Issues on NFS tracing: hidden file system operations (never accessed files, no on-disk layout, file hierarch (can be learned), no internal state of server); mismatch NFS interface (no open/close), client-side caching, lost NFS communications, network reordering
Detecting “runs” (can be defined as contiguous accesses, with blocks rounding up to 8k, to a file with gap no larger than 30 seconds; also need to sort accesses within a reorder window of a few milliseconds)
Runs are classified as entire/sequential/random (both traces mostly sequential sub-runs separated by short seeks), read-only/write-only/read-write (big difference between the two traces)

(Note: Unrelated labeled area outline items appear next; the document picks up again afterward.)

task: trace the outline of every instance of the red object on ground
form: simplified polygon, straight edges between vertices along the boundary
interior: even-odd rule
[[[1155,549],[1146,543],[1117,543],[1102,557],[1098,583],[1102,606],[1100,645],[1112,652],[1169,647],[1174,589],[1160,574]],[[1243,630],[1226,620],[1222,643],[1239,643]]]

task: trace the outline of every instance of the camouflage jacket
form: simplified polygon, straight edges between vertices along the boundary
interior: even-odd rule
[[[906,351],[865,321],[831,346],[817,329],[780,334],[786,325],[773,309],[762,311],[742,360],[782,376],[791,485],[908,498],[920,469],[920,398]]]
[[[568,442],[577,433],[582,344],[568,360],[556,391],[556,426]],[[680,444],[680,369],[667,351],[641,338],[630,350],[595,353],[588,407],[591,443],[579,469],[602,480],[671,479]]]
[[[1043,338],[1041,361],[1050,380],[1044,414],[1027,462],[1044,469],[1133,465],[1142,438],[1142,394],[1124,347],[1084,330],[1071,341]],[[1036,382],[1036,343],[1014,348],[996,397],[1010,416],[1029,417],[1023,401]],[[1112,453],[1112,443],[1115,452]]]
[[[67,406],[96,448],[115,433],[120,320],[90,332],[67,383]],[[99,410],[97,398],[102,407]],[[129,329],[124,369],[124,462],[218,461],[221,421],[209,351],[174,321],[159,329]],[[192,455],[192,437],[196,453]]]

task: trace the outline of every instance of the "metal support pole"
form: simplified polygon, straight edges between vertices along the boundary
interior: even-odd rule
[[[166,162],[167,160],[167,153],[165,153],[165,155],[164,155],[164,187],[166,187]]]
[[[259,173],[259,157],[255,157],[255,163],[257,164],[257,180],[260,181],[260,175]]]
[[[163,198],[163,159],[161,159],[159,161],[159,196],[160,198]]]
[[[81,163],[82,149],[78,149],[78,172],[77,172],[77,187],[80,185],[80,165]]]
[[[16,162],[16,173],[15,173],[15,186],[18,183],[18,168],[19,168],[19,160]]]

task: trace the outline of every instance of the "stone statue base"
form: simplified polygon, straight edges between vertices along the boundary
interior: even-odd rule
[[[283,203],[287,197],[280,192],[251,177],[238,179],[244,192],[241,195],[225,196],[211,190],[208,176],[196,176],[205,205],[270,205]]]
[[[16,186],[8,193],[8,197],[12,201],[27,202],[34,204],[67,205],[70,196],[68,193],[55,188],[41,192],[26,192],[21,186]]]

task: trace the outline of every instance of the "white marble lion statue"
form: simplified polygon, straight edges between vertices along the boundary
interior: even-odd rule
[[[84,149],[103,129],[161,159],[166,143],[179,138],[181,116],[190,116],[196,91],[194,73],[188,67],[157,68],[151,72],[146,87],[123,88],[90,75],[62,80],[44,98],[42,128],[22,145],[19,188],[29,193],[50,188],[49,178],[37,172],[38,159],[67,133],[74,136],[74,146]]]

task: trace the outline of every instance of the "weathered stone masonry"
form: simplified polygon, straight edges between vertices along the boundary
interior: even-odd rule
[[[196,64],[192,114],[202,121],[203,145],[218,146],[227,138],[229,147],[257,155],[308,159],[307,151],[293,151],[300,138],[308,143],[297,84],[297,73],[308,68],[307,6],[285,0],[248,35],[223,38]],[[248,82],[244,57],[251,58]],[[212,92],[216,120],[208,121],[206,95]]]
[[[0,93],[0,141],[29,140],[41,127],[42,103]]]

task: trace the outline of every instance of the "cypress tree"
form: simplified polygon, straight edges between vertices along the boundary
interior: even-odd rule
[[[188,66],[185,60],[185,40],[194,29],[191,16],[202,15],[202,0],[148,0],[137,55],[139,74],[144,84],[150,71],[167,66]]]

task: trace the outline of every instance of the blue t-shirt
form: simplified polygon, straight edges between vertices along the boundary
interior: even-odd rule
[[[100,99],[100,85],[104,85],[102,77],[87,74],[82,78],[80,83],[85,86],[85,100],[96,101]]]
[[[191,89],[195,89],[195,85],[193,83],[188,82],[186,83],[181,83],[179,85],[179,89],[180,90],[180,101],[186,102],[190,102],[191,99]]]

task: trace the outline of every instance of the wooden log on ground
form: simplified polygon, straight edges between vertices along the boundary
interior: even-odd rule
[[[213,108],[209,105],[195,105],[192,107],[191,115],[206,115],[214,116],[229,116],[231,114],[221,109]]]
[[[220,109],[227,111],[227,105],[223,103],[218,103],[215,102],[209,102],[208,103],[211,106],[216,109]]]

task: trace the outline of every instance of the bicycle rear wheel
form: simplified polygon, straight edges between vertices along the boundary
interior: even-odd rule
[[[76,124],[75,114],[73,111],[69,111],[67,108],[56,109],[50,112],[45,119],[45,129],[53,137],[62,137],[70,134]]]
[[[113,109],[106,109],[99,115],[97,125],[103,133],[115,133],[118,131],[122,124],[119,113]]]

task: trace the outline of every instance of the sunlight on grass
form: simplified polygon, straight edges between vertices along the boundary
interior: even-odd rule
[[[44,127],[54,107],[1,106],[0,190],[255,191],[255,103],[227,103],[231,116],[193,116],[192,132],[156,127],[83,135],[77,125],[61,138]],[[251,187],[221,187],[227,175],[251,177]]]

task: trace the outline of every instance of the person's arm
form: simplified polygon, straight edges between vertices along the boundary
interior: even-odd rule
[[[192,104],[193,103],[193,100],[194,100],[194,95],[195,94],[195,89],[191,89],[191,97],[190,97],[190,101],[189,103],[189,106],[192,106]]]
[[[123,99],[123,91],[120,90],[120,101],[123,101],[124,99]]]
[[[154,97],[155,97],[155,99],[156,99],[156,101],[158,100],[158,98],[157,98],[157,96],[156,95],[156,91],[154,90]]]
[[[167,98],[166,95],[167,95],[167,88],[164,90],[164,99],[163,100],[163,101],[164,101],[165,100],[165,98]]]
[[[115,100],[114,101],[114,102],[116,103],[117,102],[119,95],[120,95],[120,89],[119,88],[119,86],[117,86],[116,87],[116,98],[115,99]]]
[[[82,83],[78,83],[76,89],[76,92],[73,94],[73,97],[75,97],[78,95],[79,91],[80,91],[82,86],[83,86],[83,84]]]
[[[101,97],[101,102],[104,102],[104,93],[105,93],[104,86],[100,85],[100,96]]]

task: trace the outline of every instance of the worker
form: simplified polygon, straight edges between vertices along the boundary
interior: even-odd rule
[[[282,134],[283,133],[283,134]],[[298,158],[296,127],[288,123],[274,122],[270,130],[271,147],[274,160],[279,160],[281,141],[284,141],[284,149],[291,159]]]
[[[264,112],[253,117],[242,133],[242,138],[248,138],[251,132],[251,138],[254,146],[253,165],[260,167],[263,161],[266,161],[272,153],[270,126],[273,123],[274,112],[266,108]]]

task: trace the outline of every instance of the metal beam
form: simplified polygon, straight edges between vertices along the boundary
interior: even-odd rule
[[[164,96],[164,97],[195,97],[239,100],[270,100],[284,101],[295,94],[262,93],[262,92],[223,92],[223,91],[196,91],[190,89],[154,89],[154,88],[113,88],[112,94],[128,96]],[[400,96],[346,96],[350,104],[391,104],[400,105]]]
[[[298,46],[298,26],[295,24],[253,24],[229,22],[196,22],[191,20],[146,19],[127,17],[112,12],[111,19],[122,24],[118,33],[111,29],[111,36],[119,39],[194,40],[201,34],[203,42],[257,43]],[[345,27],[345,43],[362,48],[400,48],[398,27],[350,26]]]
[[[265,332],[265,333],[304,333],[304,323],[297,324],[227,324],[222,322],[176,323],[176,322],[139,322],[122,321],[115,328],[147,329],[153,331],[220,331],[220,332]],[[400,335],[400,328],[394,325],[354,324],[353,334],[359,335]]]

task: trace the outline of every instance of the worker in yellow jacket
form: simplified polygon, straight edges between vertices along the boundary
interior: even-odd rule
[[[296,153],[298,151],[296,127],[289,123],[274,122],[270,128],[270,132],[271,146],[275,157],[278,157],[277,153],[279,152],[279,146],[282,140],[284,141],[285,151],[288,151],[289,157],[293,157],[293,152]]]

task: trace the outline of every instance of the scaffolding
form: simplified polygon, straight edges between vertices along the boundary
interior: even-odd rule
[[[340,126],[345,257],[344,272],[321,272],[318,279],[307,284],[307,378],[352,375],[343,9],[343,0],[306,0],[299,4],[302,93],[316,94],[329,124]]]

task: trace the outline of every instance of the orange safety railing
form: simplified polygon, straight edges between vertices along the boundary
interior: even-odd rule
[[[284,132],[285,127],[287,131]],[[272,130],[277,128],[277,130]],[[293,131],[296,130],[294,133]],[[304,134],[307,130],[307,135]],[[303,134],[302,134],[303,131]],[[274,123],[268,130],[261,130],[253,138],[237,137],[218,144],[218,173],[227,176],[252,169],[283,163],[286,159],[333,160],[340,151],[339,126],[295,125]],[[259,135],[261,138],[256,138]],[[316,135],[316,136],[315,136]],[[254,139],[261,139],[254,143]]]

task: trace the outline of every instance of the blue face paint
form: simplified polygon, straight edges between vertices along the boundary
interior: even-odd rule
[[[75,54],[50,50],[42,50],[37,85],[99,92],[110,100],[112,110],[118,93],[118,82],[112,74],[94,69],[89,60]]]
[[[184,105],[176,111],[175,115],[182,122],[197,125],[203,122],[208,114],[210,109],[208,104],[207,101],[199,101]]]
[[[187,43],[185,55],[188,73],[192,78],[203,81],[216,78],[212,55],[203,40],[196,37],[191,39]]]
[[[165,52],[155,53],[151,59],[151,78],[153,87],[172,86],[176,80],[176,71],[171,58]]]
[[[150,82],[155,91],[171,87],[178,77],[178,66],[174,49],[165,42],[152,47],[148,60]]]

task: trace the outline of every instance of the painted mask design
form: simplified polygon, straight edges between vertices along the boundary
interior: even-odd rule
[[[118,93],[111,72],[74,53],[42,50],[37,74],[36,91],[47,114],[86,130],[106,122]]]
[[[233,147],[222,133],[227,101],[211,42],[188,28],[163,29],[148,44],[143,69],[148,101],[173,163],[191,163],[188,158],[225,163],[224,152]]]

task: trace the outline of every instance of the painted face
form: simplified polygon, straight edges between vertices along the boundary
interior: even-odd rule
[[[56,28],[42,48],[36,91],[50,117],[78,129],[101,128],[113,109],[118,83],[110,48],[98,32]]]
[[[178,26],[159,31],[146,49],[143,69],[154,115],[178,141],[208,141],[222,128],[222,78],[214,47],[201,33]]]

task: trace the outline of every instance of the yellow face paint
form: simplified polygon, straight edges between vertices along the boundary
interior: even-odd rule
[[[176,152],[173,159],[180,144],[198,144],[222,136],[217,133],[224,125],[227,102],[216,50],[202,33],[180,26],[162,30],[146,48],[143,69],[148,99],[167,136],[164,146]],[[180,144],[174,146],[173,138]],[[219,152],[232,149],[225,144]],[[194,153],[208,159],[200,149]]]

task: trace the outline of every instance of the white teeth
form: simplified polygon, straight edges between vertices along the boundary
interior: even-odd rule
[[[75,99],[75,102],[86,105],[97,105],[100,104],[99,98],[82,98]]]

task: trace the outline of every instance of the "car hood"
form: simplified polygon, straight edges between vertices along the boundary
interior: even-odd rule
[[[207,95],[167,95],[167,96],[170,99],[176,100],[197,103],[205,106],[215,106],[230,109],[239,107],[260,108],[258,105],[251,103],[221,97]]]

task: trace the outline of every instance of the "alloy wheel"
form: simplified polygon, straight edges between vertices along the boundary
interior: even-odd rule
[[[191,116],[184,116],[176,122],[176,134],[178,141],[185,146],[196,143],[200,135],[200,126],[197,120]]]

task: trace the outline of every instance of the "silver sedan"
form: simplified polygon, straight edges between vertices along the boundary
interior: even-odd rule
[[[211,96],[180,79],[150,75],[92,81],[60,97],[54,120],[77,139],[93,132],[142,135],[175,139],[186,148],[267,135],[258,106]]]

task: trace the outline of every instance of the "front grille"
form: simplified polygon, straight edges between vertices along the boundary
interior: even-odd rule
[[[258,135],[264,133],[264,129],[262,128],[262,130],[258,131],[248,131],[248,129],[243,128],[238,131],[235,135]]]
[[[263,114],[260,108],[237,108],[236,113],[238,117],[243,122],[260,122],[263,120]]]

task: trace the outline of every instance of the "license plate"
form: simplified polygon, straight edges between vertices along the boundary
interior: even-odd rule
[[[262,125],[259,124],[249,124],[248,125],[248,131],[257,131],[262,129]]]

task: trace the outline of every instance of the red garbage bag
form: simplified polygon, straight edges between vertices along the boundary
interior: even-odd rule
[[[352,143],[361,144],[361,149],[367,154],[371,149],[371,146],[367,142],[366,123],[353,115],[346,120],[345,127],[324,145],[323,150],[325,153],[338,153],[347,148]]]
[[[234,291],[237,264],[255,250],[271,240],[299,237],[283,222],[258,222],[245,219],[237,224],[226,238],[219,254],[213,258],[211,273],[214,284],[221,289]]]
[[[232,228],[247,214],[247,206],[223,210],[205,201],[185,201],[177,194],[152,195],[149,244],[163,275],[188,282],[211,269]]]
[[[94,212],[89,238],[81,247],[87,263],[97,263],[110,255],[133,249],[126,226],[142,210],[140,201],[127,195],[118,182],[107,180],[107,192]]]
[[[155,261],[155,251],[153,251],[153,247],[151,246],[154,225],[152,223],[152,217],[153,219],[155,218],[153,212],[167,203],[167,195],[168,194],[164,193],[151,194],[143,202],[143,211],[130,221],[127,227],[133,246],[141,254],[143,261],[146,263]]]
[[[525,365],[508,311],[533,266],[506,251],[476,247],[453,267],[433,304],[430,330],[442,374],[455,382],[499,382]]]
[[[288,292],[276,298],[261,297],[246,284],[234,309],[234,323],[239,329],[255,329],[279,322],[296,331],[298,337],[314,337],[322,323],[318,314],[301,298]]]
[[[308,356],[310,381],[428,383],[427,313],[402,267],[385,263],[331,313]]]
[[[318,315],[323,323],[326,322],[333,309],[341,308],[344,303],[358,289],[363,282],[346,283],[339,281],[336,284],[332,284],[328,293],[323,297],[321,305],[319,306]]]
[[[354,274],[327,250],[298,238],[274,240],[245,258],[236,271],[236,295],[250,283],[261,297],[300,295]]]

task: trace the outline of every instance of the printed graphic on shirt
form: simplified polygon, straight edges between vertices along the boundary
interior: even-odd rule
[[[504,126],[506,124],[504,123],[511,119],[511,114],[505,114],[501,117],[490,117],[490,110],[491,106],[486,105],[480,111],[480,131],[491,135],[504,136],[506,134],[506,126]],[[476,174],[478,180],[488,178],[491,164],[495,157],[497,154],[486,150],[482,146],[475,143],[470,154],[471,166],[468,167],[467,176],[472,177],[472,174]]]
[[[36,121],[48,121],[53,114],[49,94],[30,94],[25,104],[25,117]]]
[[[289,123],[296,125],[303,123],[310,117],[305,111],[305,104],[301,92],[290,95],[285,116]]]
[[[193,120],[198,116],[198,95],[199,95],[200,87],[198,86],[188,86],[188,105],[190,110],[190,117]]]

Lifespan of blocks: over 1/2 blocks in EECS die in less than 1 second (log or index files), few more than a day; CAMPUS blocks live longer (due to email client operations)
EECS problems found: user store temporary files (web page caching, dot files, Applet files) in home directory
CAMPUS problems found: email behavior (flat user inbox file, lock files)
Large variations of workload over time (diurnal pattern) observed
Sequentiality metric (delta-consecutive vs. reorder window)?